燃えデブ第13回は現在NPBで日本人選手最重量を誇るロッテの新4番アジャ井上!

少年ジャンプとプロ野球は世代の指標なのだ

  

 1990年代、発行部数653万部の衝撃。

 先日、東京・六本木ヒルズの森アーツセンターギャラリーで開催中の『創刊50周年記念 週刊少年ジャンプ展VOL.2』へ行って来た。ドラゴンボール、スラムダンク、幽☆遊☆白書、ろくでなしBLUES、ジョジョの奇妙な冒険、こち亀あたりまでは世代的にドストライクで懐かしさも半端ないが、90年代末ゾーンになると個人的にリアルタイムのジャンプを卒業しつつあった時期なので、“名前は聞いたことあるけどちゃんと読んだことがない”漫画が増えてくる。

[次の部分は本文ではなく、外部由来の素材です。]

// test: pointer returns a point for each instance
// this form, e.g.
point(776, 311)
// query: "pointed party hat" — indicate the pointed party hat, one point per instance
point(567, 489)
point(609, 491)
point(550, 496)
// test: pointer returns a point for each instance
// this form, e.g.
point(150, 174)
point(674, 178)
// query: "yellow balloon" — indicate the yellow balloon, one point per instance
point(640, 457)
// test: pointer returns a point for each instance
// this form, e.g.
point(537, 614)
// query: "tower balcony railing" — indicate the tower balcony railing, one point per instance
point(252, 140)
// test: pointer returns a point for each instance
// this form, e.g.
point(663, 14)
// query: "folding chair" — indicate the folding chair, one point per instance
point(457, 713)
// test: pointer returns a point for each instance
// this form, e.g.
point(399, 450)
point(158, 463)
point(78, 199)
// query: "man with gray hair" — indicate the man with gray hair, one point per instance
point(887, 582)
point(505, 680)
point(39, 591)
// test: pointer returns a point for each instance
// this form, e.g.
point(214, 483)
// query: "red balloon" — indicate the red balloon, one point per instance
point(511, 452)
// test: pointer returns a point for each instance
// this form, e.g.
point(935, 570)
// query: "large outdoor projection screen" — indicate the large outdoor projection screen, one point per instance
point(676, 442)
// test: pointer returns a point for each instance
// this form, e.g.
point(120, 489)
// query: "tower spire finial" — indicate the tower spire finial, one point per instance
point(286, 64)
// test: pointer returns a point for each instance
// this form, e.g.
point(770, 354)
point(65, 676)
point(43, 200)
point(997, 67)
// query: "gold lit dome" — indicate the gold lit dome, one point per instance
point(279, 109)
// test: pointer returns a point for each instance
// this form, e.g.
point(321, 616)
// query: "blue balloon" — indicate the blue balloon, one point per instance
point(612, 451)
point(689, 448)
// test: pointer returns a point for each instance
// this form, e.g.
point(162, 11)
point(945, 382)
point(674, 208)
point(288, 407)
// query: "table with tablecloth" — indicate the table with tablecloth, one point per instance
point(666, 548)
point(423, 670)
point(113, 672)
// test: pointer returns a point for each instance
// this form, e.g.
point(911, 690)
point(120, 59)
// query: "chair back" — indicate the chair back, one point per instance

 『遊☆戯☆王』コーナーでは若いカップルが「小さい頃、カード集めてたよ~」と盛り上がっていたが、俺は死亡遊戯なんて名乗っていても『遊☆戯☆王』の内容は記憶にないし、アニメにいたっては1秒も見たことがない。いまだに夜寝る前にベッドでドラゴンボールやこち亀のジャンプコミックスを読んでいるにもかかわらずだ。10歳、いや5歳違うだけで、当然見てきた漫画もズレてくる。少年ジャンプとプロ野球は世代の指標だ。かつて、日本にそんな時代があった。なんつって帰り道、新橋の地下街にある『市松』でうな丼をかきこみながら、今週もハングリーに『燃えデブ』が始まった。

NPB日本人最重量・井上の選手名鑑を調べてみると…

  
 そして2018年プロ野球も始まったわけだが、やはり本連載的に開幕シリーズで目立ったのはロッテの“アジャ”こと井上晴哉だろう。負傷の角中の代役として「4番一塁」で起用された開幕第2戦で自身初の二打席連続アーチを記録。驚いたのは、この2発でシーズン自己最多タイの本塁打数に並んだという事実だ。昨年までプロ4年間で通算4本塁打…えっ? 思わず、いくつかの選手名鑑を見てみたが、やはり4本だった。13年ドラフト5位でロッテ入り、開幕戦で球団64年ぶりの新人4番に抜擢されるなど期待されたが伸び悩み早5年目に突入。にもかかわらず、成績以上にアジャ井上という名前は巨漢スラッガーとして野球ファンには浸透している。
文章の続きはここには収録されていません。